И да, и нет. На это действительно нужно решиться. Слишком часто, когда мы чего-то хотим, то выбираем, из какого источника нам это получить. Обычно это бывает определенный человек или фирма. И если мы согласны на их условия, тогда…
Но когда условия диктуют 'они', это дает им власть над нами. Конечно, такая власть — иллюзия, но это не имеет значения. Пока мы верим, что кто-то другой властен над нами, так и будет. А раз наша жизнь в чужих руках, значит, нам вообще ничего не надо делать. Хуже всего, когда мы начинаем верить, будто мы ничего и не можем сделать.
'Если бы только мой агент был настойчивее', — хнычем мы, отказываясь от предложения друга послать нашу рукопись своему знакомому издателю.
'Если бы Хирам прислал мне записи наших замечательных песен, которые мы сделали десять лет назад', — ворчим мы, но не звоним композитору, который сам упоминал, что ему
Неудивительно, что мы все время жалуемся. В мире, где нет равенства, где мы должны обеими руками держаться за любые преимущества, за каждую зацепку и соломинку, нам приходится принуждать людей следовать нашим планам, даже если эти планы уже не приносят нам пользы.
'Если бы Роберт помог мне с этим видео!.. Я знаю, мы здорово сработались. У нас всегда хорошо получалось. Почему же сейчас он хочет уйти? Так трудно найти другого человека…'
'Если бы моя ассистентка Адрианна не уволилась…' — ворчим мы на работе. Конечно, разве можно проводить собеседование с новым кандидатом на место, когда мы так сердимся и так рады посидеть в беспорядке — хорошее оправдание, чтобы несколько дней плохо работать и слушать, как другие нас жалеют! Как приятно наслаждаться несправедливостью системы, вместо того чтобы спросить: 'Могу ли я хоть что-нибудь сделать сам?'
Мы тратим так много сил, когда стучимся в наглухо закрытые двери, но отказываемся свободно пройти через те, что распахиваются настежь от одного прикосновения. Мы обиваем пороги разных учреждений в ожидании, что перед нами появится нужный человек, пригласит нас войти и подтвердит, что мы — 'настоящие' творческие люди. Нам не терпится получить творческую печать одобрения, которую мы должны поставить себе сами. По иронии судьбы, когда мы собственными руками наделяем себя желаемым статусом и правами поддерживать и одобрять свою работу, многие закрытые двери таинственным образом открываются.
'Я живу в ожидании, что все хорошее в моей жизни приумножится', — писал Эрнест Холмс. Наша работа — сохранять в себе это ожидание.
'Еще не пришло время', — говорит моя подруга Дасти, но мы должны помнить — это не значит, что оно не придет никогда.

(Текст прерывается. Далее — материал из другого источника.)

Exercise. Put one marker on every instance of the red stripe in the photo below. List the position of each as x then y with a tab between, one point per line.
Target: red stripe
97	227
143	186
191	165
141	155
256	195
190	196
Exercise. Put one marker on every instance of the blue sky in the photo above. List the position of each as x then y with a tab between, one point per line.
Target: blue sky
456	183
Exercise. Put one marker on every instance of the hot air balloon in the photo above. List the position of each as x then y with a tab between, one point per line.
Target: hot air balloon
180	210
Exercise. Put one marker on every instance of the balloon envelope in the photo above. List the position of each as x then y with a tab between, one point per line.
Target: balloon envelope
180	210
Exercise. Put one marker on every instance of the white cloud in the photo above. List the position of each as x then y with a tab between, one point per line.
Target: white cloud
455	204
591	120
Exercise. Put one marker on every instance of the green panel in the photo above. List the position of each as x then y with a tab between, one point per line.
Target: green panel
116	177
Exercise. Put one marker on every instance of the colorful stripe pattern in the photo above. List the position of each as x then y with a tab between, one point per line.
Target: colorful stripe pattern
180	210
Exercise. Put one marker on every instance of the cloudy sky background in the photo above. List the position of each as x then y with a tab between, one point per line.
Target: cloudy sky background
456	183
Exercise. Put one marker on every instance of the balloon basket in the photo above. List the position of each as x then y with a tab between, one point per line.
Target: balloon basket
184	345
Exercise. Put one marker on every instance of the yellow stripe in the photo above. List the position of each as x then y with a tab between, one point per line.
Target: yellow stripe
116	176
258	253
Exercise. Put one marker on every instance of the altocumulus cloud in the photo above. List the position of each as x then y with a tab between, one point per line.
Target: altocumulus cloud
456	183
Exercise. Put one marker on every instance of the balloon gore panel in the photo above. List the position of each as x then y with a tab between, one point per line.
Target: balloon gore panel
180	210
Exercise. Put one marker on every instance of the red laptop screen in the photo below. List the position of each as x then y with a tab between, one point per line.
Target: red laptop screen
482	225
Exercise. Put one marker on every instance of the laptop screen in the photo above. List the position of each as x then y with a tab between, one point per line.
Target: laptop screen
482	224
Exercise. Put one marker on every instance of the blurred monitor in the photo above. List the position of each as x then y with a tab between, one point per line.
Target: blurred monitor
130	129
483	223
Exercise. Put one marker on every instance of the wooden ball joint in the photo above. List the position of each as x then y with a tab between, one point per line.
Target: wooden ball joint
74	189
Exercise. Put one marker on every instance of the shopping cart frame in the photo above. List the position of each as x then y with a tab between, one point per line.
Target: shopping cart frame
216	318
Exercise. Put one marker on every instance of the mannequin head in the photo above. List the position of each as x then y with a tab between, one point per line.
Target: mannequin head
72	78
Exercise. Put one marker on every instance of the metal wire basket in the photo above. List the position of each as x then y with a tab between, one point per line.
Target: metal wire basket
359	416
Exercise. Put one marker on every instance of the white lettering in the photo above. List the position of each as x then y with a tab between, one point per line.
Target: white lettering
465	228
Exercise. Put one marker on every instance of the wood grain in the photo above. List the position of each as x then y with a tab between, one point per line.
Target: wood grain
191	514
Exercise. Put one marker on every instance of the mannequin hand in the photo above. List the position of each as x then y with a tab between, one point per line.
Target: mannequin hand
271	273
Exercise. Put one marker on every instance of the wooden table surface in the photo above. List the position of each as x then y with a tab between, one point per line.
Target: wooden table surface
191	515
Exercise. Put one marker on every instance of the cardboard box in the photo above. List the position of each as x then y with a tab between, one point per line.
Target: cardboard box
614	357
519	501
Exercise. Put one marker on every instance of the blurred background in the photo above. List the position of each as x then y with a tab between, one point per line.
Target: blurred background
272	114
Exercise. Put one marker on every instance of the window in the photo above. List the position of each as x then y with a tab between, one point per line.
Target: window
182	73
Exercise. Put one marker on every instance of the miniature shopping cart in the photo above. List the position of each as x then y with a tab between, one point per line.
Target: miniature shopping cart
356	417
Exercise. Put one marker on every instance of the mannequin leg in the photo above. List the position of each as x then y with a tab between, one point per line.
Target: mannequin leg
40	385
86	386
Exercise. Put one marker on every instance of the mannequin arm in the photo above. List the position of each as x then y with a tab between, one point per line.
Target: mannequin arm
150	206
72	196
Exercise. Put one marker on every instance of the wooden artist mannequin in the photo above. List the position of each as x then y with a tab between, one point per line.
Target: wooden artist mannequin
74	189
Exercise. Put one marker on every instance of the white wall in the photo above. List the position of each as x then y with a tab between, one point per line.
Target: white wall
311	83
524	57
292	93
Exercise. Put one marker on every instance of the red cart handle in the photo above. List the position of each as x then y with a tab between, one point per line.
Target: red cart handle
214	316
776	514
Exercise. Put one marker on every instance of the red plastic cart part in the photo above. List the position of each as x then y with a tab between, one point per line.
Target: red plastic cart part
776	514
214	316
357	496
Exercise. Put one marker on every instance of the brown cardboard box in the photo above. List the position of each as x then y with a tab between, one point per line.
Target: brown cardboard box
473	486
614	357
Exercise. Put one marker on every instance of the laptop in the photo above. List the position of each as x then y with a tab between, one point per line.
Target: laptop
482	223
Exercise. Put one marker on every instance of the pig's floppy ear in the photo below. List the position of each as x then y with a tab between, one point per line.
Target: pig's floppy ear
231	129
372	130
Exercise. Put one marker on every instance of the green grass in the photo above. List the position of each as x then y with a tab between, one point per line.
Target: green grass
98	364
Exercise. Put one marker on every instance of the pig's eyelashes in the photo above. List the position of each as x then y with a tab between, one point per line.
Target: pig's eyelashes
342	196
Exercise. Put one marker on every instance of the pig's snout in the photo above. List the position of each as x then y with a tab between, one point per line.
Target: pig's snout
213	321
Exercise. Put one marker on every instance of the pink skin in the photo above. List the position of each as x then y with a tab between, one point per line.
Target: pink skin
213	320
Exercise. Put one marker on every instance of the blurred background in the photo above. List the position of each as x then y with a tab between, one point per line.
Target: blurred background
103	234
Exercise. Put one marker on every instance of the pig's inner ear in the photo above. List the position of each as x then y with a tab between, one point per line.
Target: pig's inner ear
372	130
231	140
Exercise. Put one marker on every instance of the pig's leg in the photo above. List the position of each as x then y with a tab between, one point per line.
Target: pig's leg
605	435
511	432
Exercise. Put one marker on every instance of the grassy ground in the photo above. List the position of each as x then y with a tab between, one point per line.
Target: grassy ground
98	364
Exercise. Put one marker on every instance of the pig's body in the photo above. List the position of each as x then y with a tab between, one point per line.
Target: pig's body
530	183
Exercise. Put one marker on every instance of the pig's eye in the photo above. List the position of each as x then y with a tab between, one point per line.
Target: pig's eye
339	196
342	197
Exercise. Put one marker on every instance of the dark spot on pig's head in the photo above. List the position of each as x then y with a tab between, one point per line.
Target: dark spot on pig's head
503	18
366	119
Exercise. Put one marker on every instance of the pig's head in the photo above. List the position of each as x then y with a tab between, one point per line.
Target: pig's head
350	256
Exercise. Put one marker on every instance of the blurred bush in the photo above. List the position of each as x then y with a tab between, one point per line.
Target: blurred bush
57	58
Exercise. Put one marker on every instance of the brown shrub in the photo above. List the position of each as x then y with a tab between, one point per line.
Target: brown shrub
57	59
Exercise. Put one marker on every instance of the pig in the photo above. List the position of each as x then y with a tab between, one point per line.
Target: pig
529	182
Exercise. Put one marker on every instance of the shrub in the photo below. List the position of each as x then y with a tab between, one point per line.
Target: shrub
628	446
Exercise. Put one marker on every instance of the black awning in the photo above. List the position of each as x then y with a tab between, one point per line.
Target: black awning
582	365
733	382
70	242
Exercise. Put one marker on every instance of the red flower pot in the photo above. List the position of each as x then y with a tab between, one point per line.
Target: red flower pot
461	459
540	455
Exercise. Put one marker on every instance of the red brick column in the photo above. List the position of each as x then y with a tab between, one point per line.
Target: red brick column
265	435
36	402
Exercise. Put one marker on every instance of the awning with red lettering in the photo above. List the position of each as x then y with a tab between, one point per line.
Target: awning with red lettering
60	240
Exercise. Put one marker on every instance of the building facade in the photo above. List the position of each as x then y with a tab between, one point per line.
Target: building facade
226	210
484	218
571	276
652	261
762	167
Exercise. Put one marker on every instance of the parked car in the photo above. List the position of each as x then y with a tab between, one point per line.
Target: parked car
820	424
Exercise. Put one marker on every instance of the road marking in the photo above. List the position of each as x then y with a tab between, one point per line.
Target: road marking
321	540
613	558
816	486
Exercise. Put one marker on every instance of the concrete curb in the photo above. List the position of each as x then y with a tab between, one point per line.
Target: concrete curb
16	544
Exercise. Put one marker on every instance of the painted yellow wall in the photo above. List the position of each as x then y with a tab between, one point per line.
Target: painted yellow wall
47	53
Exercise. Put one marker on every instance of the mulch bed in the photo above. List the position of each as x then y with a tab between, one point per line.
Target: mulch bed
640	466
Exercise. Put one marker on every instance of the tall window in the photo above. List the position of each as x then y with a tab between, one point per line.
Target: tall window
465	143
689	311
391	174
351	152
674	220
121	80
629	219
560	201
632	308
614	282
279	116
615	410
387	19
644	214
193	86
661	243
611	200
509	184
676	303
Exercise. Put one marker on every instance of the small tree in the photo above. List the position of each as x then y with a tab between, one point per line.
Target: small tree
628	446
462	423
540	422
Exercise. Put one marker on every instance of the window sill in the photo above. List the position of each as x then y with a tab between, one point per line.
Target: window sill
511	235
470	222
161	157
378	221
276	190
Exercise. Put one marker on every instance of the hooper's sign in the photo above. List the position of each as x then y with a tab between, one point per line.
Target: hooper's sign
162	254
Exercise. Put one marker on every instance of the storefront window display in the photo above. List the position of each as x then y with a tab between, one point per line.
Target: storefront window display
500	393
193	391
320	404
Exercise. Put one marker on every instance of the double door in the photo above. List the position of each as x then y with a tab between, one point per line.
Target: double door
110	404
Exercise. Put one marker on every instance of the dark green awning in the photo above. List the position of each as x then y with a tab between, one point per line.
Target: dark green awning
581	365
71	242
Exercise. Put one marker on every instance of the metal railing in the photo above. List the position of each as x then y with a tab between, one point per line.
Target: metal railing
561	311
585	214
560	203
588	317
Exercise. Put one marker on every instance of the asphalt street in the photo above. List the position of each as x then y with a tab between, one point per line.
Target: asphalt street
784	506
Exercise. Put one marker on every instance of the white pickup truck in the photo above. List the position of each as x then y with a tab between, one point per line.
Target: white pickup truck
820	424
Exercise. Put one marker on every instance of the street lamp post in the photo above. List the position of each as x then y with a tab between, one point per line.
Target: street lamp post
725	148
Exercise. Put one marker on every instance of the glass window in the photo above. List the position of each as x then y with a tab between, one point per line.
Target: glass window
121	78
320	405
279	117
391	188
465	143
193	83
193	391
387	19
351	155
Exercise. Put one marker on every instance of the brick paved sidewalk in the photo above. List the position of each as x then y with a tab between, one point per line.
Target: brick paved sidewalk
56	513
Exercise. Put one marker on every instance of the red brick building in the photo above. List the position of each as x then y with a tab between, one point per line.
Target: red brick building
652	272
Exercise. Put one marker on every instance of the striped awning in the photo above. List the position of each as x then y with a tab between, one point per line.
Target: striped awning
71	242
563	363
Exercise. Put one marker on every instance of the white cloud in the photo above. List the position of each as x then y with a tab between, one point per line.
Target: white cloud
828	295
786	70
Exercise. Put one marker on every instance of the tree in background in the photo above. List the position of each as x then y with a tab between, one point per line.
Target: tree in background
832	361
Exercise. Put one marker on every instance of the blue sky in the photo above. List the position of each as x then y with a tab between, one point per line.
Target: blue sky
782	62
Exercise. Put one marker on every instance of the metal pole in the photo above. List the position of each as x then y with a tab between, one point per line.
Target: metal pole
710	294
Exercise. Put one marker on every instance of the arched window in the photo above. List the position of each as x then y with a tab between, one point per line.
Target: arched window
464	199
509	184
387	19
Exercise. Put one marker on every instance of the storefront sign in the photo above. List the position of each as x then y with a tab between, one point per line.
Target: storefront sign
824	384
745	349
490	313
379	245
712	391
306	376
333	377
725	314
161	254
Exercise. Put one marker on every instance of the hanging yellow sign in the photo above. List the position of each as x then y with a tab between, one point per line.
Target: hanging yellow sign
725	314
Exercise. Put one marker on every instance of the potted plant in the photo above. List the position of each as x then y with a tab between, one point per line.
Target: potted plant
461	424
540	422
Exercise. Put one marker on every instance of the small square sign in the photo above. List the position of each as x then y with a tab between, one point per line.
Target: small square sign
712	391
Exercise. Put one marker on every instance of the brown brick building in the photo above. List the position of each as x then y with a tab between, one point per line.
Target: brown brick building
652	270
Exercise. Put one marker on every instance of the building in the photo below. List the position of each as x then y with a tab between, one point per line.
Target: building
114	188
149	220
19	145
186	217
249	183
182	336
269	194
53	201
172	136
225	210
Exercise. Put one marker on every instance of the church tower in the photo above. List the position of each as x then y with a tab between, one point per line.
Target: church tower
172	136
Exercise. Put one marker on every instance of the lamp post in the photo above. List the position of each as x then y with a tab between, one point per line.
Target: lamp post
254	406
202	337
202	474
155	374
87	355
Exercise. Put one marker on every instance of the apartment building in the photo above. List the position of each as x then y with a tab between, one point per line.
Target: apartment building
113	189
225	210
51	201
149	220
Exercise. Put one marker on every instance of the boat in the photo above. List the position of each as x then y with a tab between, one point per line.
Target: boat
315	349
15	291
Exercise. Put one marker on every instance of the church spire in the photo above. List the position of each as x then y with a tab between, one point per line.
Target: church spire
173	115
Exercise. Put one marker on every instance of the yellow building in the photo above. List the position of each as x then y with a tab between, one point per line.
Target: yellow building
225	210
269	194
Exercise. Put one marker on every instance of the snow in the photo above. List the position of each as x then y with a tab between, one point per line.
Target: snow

'Построй, и они придут', — советует таинственный голос одному из героев фильма Фила Альдена Робинсона 'Поле мечты'. Доверяя этому голосу, он оборудует футбольное поле посреди кукурузного в Айове. К его удивлению, 'они' действительно приходят — не только мифические футболисты его мечты, но и другие мечтатели, которые тоже в них верили.
Когда я уехала из дома, чтобы стать писателем, у меня не было ничего, кроме пятидесяти долларов и мечты. Через шесть месяцев я писала об искусстве в 'Вашингтон Пост'. Как это случилось? У меня не было связей. Не было рекомендаций. Мне всего лишь позвонила школьная подруга и спросила, не нужна ли мне работа сортировщицы писем.
Когда я пришла на собеседование, редактор, Том Кендрикс, сказал:
— Надеюсь, ты не думаешь, что ты — писатель.
— Думаю, — ответила я. — Надеюсь, вы не думаете, что я — журналист. (Я тогда продолжала писать.)
Видимо, что-то Кендриксу понравилось в моей дерзости, потому что работу я получила. А через шесть недель во время обеденного перерыва Кендрикс остановился возле моего стола.
— Что случилось? — спросил он. — На тебе лица нет.